The two brightest highlights on the album’s second half were both provided by drum and guitar combos. Vocalist/Guitarist T. Jackson Potter and drummer Mike Alonso made up the psychobilly/garage duo Bantam Rooster, who had just released their raging, antagonistic third album Fuck All Y’all on Sympathy for the Record Industry a year earlier. It could be argued that Bantam Rooster were the loudest band in Detroit at the time, and their contribution on Sympathetic Sounds “Run Rabbit Run” was a sinewy blast anarchic blues-rock, and felt like collective history of the Motor City boiled down to a 3:00 minute rock song.
The second drum and guitar combo featured on Sympathetic Sounds was, of course, the White Stripes, who unleashed the quiet/loud dynamic of “Red Death at 6:14,” as the last track. “Red Death” isn’t necessarily a hidden White Stripes classic, but it reiterates the fact that Jack can always rearrange the basic ingredients of rock n’ roll into a thrilling, devastating concoction, more potent than the sum of its parts.
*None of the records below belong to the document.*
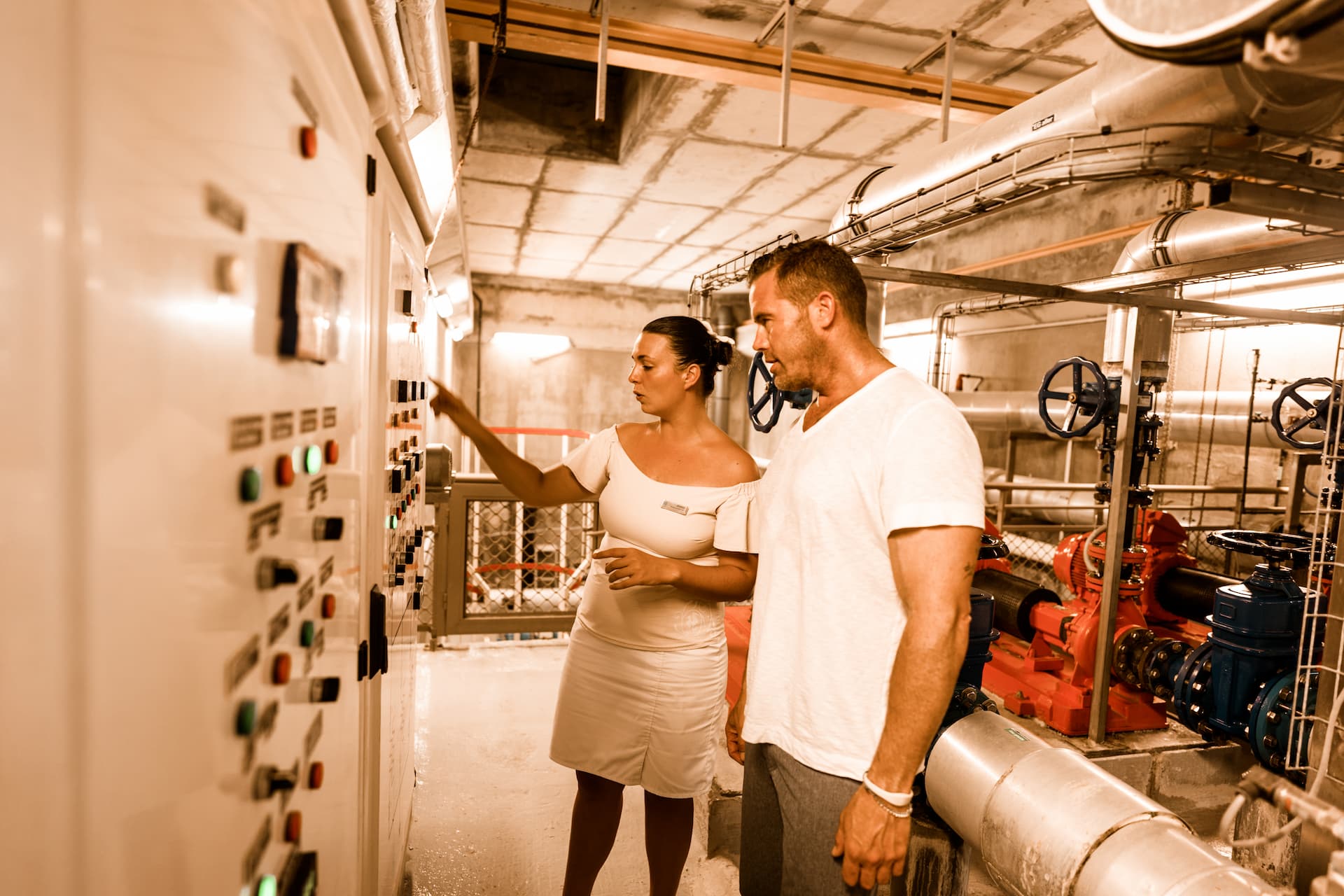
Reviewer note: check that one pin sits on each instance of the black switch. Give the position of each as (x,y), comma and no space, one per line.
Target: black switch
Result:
(300,875)
(328,528)
(324,690)
(377,631)
(269,780)
(272,573)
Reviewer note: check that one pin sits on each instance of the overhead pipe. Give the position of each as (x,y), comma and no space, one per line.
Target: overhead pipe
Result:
(1193,235)
(422,34)
(371,70)
(1189,415)
(996,163)
(362,46)
(384,13)
(1175,238)
(721,403)
(1050,822)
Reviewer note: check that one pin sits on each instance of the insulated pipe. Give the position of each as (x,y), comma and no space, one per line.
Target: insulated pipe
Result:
(1183,237)
(1121,93)
(362,46)
(1049,822)
(390,41)
(721,403)
(1191,415)
(428,54)
(371,70)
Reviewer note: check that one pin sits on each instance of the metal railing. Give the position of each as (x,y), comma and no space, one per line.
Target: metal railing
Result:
(504,566)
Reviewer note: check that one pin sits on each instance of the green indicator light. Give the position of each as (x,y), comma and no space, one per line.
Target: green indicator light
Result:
(246,719)
(249,485)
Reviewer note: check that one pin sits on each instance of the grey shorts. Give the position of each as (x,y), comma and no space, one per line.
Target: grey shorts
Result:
(790,820)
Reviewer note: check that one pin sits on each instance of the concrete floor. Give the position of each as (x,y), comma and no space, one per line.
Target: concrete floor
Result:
(492,812)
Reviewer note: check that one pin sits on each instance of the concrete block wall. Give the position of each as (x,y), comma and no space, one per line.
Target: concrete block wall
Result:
(584,388)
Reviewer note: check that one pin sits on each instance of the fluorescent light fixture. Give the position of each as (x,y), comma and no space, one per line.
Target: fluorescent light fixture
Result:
(533,346)
(458,290)
(918,327)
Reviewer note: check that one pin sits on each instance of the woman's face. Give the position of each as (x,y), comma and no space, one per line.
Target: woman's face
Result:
(659,386)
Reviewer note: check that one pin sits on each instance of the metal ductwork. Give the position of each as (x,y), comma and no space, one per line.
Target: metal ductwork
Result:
(1126,117)
(1049,822)
(1208,31)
And, in reality, “Red Death” could be any White Stripes song; bad ass lyrics (“She must be dead because the only sounds I hear are the devils by her bed”), snarling walls of guitar and reverb, with Meg’s clubbing tom hits and steel boot kick drum beat keeping time.
“Red Death” was a simple, effective thesis to conclude the Sympathetic Sounds of Detroit compilation with, and illustrates the lack of artifice and pretense the Detroit bands seemed to embody. It’s hard to see the significance of a particular musical movement when you’re right in the middle of it, and it’s easy to imagine the bands featured on the No New York compilation, or NME’s C86 mixtape would say the same thing. Sympathetic Sounds provided an amazingly concise primer for this insular music scene to curious parties outside of Michigan, but, just months after the completion of Sympathetic Sounds’ recording, the White Stripes released White Bloods Cells and effectively cracked open Detroit’s music scene for the whole world to take a long hard look.
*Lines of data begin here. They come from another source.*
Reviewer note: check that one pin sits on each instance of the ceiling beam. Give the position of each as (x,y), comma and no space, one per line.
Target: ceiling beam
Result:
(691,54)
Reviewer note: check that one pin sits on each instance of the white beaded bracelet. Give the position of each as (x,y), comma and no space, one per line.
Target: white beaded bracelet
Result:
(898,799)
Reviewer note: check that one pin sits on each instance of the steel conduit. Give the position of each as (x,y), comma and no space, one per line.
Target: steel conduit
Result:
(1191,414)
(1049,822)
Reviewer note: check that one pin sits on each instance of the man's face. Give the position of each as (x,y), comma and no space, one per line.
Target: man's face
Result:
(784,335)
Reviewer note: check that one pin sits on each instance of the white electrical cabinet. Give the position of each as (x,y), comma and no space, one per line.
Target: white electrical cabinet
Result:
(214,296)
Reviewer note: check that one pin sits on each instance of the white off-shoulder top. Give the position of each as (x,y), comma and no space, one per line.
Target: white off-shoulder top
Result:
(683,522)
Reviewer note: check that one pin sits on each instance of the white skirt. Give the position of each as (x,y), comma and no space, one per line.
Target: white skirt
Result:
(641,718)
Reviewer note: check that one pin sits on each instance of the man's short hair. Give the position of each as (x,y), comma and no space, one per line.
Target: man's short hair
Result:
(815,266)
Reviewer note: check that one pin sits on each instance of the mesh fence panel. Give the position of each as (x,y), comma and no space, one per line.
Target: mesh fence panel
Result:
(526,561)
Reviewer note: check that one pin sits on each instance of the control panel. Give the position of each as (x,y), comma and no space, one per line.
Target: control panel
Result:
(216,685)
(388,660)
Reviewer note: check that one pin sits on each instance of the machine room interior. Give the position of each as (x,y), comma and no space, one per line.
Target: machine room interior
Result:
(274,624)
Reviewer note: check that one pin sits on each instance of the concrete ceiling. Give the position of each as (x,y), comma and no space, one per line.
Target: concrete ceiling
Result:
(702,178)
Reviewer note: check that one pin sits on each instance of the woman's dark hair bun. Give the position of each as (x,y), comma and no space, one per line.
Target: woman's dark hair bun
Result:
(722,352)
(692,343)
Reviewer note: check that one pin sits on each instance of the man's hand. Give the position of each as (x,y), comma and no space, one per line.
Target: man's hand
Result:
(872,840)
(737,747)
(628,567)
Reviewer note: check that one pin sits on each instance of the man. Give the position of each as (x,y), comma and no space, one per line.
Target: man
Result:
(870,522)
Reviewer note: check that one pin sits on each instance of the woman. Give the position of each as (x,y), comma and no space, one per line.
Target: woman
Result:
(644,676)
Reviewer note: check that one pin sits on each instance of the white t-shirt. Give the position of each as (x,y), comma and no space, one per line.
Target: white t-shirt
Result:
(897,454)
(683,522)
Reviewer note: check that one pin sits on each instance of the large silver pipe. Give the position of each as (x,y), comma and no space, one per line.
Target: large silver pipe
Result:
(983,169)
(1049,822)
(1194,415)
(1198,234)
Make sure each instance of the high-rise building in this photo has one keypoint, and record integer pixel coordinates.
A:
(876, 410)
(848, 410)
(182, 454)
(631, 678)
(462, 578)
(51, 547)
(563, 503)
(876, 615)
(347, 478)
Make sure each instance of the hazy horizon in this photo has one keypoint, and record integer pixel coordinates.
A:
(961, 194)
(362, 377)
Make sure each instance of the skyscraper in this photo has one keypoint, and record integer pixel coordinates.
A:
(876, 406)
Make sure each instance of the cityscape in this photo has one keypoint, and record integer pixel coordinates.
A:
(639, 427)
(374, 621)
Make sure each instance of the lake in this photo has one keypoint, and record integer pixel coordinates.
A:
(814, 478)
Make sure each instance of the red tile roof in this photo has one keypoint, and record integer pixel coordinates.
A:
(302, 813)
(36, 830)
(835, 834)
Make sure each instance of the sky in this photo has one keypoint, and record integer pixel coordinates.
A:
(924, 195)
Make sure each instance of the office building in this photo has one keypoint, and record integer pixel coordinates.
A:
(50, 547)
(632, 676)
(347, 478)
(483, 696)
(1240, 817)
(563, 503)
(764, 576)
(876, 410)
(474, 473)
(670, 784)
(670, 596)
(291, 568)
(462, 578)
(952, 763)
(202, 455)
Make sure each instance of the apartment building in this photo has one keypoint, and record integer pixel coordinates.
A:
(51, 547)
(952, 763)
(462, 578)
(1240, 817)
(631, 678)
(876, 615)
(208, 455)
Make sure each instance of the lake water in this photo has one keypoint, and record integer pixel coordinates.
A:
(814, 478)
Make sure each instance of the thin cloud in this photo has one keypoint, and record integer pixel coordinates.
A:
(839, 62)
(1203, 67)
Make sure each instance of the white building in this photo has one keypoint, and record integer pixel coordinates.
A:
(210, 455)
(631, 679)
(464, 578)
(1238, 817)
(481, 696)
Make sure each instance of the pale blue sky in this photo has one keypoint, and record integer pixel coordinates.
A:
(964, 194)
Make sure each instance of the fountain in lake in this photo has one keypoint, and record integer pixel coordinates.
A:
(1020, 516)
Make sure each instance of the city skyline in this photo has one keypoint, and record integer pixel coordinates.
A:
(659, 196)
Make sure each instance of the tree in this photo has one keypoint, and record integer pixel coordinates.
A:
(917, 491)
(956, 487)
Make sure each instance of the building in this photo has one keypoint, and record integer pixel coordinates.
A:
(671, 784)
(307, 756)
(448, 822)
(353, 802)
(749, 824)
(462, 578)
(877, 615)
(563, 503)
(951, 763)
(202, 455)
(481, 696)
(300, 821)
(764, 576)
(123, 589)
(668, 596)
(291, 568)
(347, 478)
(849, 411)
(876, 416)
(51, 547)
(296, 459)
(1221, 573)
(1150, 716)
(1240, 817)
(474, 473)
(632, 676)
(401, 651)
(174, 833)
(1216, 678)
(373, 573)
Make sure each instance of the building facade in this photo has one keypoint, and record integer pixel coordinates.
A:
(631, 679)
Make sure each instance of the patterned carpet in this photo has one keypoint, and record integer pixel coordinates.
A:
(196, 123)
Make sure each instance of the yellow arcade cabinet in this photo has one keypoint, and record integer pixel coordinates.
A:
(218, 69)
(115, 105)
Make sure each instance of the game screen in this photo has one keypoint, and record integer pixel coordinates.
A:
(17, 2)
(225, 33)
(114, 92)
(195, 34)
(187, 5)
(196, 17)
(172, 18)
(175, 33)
The Cass Corridor bands got grouped in with the supposed “garage rock revival” groups in late 2001 that featured the likes of NYC’s the Strokes, Sweden’s the Hives, and Australia’s the Vines, and the vitality of Detroit’s intense base of talent became relatively marginalized in the process. The Von Bondies were scooped up by Sire, and released their major debut Pawn Shoppe Heart in 2004, peaking on the U.S. Billboard 200 at #197, while many other bands, like the Paybacks, the Dirtbombs, and the Soledad Brothers, kicked around on independent labels for the next few years. And obviously, none of them matched the success of the White Stripes, who went on to become one of the world’s most revered rock bands.
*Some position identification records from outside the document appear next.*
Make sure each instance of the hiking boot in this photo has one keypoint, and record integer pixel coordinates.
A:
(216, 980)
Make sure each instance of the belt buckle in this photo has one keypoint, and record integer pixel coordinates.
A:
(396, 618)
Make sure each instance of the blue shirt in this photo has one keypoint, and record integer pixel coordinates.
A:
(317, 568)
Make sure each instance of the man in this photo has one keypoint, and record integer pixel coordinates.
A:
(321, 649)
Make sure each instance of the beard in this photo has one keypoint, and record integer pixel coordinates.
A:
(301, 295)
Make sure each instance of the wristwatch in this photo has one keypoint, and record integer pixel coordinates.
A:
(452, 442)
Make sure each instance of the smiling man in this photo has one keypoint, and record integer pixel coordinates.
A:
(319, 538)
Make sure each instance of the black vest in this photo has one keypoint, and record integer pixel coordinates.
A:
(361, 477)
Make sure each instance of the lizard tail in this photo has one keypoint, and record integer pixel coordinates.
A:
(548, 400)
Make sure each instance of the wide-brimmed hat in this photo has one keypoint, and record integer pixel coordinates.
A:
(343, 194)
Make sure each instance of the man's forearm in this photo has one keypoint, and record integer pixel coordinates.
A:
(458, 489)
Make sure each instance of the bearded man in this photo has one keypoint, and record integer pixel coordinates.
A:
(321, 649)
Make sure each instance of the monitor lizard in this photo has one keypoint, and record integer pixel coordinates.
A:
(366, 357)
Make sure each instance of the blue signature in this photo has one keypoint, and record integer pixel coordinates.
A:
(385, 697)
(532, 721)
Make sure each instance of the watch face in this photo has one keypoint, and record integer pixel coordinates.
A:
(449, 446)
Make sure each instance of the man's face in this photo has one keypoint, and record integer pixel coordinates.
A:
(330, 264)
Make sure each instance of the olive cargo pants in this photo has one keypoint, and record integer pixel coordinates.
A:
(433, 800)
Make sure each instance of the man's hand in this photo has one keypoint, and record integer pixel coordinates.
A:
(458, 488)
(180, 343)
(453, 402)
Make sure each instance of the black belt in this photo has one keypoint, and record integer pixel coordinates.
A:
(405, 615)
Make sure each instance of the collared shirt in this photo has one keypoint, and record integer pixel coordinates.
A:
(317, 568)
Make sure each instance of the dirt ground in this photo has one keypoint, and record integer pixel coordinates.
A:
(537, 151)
For Jack White, the Sympathetic Sounds of Detroit compilation was a relatively small blip on his decade plus career, yet the record remains captivating 11 years later not just for the searingly intense performances it contained, but also because of its historical importance. By capturing these wildly talented bands at their respective creative peaks, and maintaining the reckless edge that made these bands so thrilling to witness live, White makes a strong case that Detroit jump started rock and roll’s decayed, diseased heart for the new millenium.